Susi Pudjiastuti
Mantan Menteri Kelautan dan Perikanan, Susi Pudjiastuti

Jakarta, Aktual.com – Kejaksaan Agung (Kejagung) memeriksa mantan Menteri Kelautan dan Perikanan Susi Pudjiastuti Jumat (7/10/2022) pagi ini. Susi memenuhi panggilan Kejagung.

Adapun Susi diperiksa terkait kasus dugaan tindak pidana korupsi dalam pemberian fasilitas impor garam industri pada tahun 2016 sampai 2022.

“Betul, katanya sudah datang,” ujar Kepala Pusat Penerangan Hukum Kejagung Ketut Sumedana saat dimintai konfirmasi, Jumat (7/10).

Ketut tidak menjelaskan lebih rinci perihal pemeriksaan terhadap Susi Pudjiastuti itu.

Dia menyebut Direktur Penyidikan Tindak Pidana Khusus Kejagung Kuntadi akan memberi keterangan terhadap awak media.

“Silakan ke Pidsus, nanti ada doorstop dengan Dirdik,” imbuhnya.

Diberitakan sebelumnya, Kejagung tengah menyidik kasus dugaan penyalahgunaan wewenang dalam penentuan kuota, pemberian persetujuan, pelaksanaan, dan pengawasan impor garam periode 2016-2022.

Jaksa Agung Sanitiar Burhanuddin mengatakan, kasus tersebut naik ke tahap penyidikan pada 27 Juni 2022.

“Tim penyidik melakukan gelar perkara dan berkesimpulan untuk meningkatkan perkara ke tahap penyidikan,” ujar Burhanuddin dalam konferensi pers di Kejagung, Jakarta, Senin (27/6/2022).

Burhanuddin mengatakan, pada 2018, Kemendag menerbitkan kuota persetujuan impor garam.

Menurut dia, ada 21 perusahaan importir garam yang mendapat kuota persetujuan impor garam industri atau setidaknya sebanyak 3.770.346 ton atau dengan nilai sebesar Rp 2.054.310.721.560.

Akan tetapi, menurut dia, proses itu dilakukan tanpa memperhitungkan stok garam lokal dan stok garam industri yang tersedia.
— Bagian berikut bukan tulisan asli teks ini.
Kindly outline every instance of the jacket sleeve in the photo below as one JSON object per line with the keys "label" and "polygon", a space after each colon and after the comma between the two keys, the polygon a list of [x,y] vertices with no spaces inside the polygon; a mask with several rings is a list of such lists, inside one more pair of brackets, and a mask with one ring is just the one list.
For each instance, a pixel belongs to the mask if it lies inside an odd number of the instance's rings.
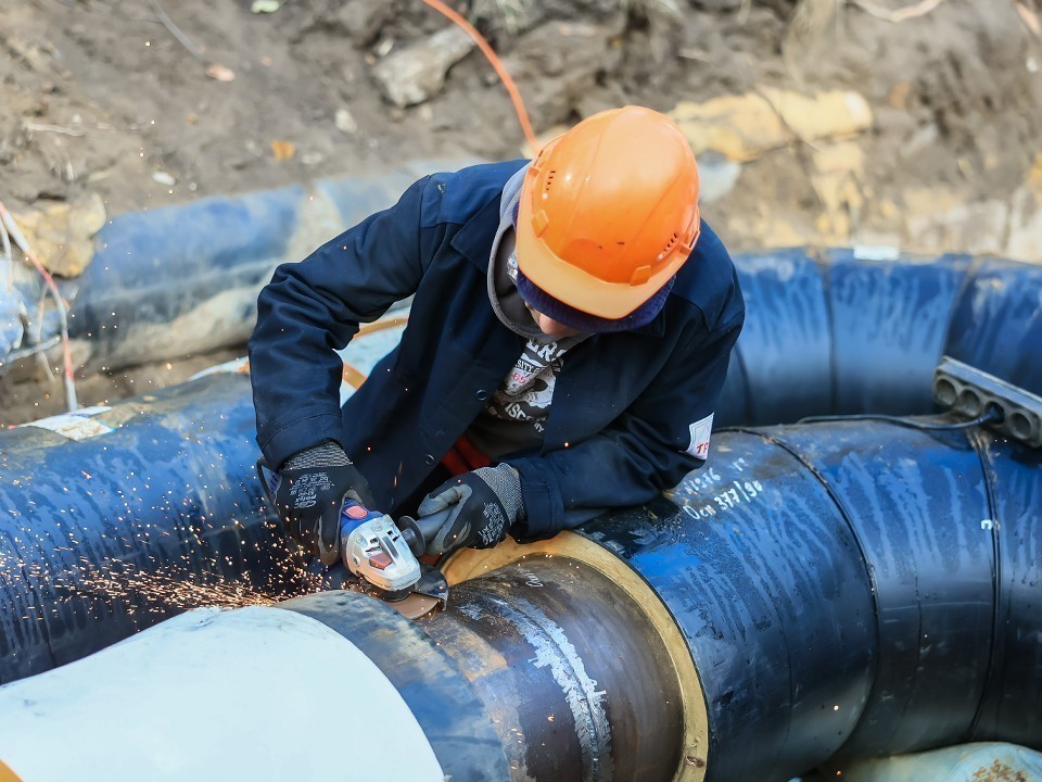
{"label": "jacket sleeve", "polygon": [[[704,464],[695,424],[712,415],[742,317],[677,346],[637,400],[598,434],[571,447],[508,462],[518,469],[525,520],[520,541],[557,534],[567,512],[640,505]],[[571,515],[571,514],[570,514]]]}
{"label": "jacket sleeve", "polygon": [[304,261],[282,264],[260,291],[250,375],[257,443],[269,465],[322,440],[343,443],[343,364],[333,351],[360,323],[416,292],[431,256],[421,230],[429,179]]}

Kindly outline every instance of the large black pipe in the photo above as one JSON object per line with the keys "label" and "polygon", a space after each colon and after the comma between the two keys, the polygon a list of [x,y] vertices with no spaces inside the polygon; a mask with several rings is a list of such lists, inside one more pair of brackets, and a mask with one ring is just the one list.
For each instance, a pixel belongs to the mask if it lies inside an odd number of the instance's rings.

Hal ini kemudian mengakibatkan garam industri melimpah.

Untuk mengatasinya, para importir mengalihkan garam itu dengan cara melawan hukum, yakni garam industri itu diperuntukkan menjadi garam konsumsi dengan perbandingan harga yang cukup tinggi, sehingga mengakibatkan kerugian bagi petani garam lokal dan merugikan perekonomian negara.

“Seharusnya UMKM yang mendapat rezeki di situ dari garam industri dalam negeri ini. Mereka garam ekspor dijadikan sebagai industri Indonesia yang akhirnya yang dirugikan para UMKM, ini adalah sangat-sangat menyedihkan,” kata Burhanuddin.